Surreale perché vi sono stati due interventi fatti da due professori italiani
partecipanti al convegno che hanno incarnato queste due posizioni parlando in
particolare di Gabés anche se ovviamente non sono mancati i riferimenti a
Taranto, é scaturito poi un dibattito con i diretti interessati: gli studenti
tunisini.
Abbiamo visto la posizione degli “ambientalisti”
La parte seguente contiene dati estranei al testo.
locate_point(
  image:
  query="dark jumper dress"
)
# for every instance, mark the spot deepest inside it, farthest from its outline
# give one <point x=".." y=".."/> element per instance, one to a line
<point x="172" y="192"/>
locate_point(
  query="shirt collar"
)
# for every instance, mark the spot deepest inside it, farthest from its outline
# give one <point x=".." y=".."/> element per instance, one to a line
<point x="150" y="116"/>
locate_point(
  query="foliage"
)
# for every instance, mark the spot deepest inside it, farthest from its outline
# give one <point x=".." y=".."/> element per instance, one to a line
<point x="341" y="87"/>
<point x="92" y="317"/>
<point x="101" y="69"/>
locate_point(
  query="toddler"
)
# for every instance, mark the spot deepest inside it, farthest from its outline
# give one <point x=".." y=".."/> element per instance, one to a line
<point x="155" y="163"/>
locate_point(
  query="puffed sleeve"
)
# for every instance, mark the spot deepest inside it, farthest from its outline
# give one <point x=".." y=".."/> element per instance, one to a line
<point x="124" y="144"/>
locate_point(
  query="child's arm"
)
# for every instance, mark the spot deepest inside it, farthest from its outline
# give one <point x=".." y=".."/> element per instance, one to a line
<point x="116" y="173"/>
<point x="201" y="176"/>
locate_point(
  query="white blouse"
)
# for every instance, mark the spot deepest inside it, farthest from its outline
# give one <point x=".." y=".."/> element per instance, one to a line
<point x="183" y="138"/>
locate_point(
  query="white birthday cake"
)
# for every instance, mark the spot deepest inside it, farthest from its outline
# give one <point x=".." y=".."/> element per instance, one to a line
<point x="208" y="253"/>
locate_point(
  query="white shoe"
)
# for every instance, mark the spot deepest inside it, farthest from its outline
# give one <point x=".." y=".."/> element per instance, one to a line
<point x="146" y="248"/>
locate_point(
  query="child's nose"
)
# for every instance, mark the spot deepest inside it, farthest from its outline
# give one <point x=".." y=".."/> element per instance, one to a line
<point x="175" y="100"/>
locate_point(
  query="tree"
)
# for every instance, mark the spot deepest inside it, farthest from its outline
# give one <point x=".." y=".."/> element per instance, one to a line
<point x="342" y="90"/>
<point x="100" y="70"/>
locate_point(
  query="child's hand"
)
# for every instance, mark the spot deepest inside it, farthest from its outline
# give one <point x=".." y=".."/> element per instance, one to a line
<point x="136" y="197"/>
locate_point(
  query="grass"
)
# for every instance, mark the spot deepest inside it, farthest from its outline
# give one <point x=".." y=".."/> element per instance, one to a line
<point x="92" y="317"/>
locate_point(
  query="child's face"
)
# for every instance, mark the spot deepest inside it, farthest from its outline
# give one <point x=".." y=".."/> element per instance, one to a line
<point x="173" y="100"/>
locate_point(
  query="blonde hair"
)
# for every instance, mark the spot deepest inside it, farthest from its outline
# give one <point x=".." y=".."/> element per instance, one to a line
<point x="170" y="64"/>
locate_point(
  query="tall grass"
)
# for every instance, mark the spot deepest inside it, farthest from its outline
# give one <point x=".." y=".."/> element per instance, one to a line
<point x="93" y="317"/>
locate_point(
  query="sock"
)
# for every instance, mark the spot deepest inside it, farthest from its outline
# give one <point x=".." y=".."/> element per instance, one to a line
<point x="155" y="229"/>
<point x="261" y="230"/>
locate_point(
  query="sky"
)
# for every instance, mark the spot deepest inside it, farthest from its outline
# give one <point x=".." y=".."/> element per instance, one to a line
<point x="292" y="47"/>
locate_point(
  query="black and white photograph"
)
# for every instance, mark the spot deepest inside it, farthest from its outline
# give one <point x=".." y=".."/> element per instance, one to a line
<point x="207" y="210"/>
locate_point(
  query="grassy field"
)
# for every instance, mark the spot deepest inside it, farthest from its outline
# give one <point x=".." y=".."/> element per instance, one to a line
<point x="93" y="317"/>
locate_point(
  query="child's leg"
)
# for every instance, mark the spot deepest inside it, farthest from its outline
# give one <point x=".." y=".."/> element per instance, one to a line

italiani, torniamo a Gabés e al gruppo “No pollution”; si potrebbe pensare che
anche gli “ambientalisti gabesiani abbiano la stessa posizione e invece no… I
giovani studenti qui sono realmente “pensanti”, hanno incominciando
organizzando delle manifestazioni contro la direzione del gruppo chimico e non
contro gli operai, al contrario le manifestazioni avevano l’obiettivo di
sensibilizzare sia i settori popolari in generale che gli operai e non avevano
la rivendicazione di chiudere la fabbrica. Gli attivisti del gruppo non
negano che quando lo stesso é nato, alcuni membri avevano proposto la parola
d’ordine “estremista” della chiusura della fabbrica, ma in seguito a
discussioni interne si é deciso che la rivendicazione principale é quella di
una bonifica del golfo e dell’oasi utilizzando come fondi necessari una parte
dei profitti del GCT, inoltre si chiede una riduzione delle emissioni e il
rispetto delle norme ambientali già esistenti e non applicate che prevedano ad
esempio l’utilizzo di depuratori. Anche qui si denuncia il fatto che alcuni
settori economici come quello della pesca e dell’agricoltura siano stati
danneggiati dall’attività della fabbrica, ma innanzitutto bisogna pensare che in
un paese come la Tunisia il settore agricolo ha un peso specifico superiore
rispetto che ad un paese come l’Italia; in secondo luogo, “sorprendentemente” i
pescatori di Gabés sono contrari alla chiusura della fabbrica nonostante
danneggi direttamente la loro attività1.
Condividono le parole d’ordine del movimento “No
Pollution” é dichiarano espressamente che mai vorrebbero vedere i loro
familiari, amici e concittadini disoccupati ma che il governo deve assumersi le
proprie responsabilità e bonificare il golfo di Gabés. Quindi a differenza di
Taranto qui sono gli ambientalisti che hanno una linea simile a quella che a Taranto
hanno organizzazioni sindacali e della sinistra di classe. Al contrario la
sinistra ufficiale tunisina e il sindacato, l’UGTT, brancolano nel buio se non
addirittura vivono in connivenza con il GCT. Il movimento Stop Pollution é
nuovo in città e sicuramente ha ancora della strada da fare e qualcosa da
rettificare, ad esempio dopo essere riuscito a farsi conoscere tramite un paio
di manifestazioni cittadine, ha organizzato un convegno nell’hotel più in della
città in cui alla tavola rotonda é stato inviato anche un portavoce del GCT a
cui sono state poste delle domande per verificare le “buone intenzioni” del GCT
ad adempiere le legittime richieste della popolazione. Questo approccio é
illusorio e svia dal raggiungimento dell’obiettivo, solo i rapporti di forza
possono costringere il GCT e quindi il governo ad eseguire la bonifica, non una
semplice opera di convincimento. Detto questo sicuramente gli ambientalisti
gabessiani sono sicuramente anni luce avanti rispetto ai vaneggiamenti dei loro
omologhi tarantini e il fatto di essere principalmente una forza fresca e
giovane é sicuramente un punto di forza che fa sperare bene.